[Date Prev][Date Next][Thread Prev][Thread Next][Date Index][Thread Index]

Re: [f-cpu] latest gcc & immediate addressing [Was: BOUNCE f-cpu@seul.org:...](fwd)



hi !

devik wrote:

Ehh I forgot .. I fwd my reply to group too as someone might
like to comment something.
---------

<snip>

- logic operations take 9-bit signed immediate operands.

uhh .. my 2.7 manual doesn't state it :( Where can I find it ?

IIRC the 9-bit immediate for ROP2 is composed of a byte with a sign bit.
this can be important when dealing with ASCII characters or bytes from the video framebuffer,
because 7 bits is not enough.
The 9nth bit is not used when SIMD mode is used for byte width, but it's useful
for wider modes (non-SIMD or non-byte modes).
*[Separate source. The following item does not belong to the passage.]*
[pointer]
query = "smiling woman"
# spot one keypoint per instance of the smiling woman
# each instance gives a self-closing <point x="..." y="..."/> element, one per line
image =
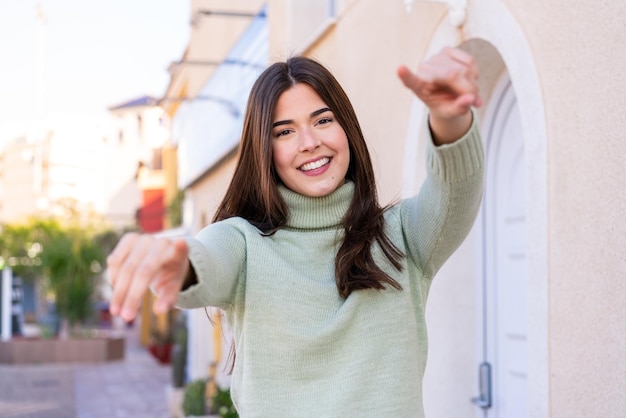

- STACK_BOUNDARY must be at least 64 (fullword!). FUNCTION_BOUNDARY
should be the size of a cache line (256 bits). And even more
important: STRICT_ALIGNMENT must be 1 (unaligned memory access
is strictly forbidden).

good point - it is another thing I didn't find in manual. So
that f-cpu needs natural align on all data ?

*all* data :-)
otherwise it traps.

one could program a trap handler for this, but it is left as an exercise for later (much later).

Concerning the 128+ bit versions, a smarter version of the LSU could be made,
but there still is a problem when a word crosses a page...


- The function prologue is wrong. `storei $-8, r62, r61' uses
*post*decrement, not predecrement. I suggest you calculate
the required amount of memory, subtract it from r62, and then
use a temporary register with postincrement for storing
registers and initializing locals.

I know. I simply assume that stack pointer points to next free
slot instead of last used one. Then in prolog I can use post
decrement and save several insn and additional register (which
can save us troubles with register-cache aliasing).
Epilog first substracts 8 from SP - it is ok because at end of
fn there is often a lot of free scheduler slots where this
substract insn fits at no expense (which is not case in prolog).

However I just realized that it is not interrupt/signal safe :-(
I really have to decrement in prolog ...

i don't see why there would be a problem.

If an IRQ happens, the user stack and its pointer will not be used.
Each IRQ should have its own stack space, unless you program it otherwise.
And if IRQs are nested, they allocate their stack progressively.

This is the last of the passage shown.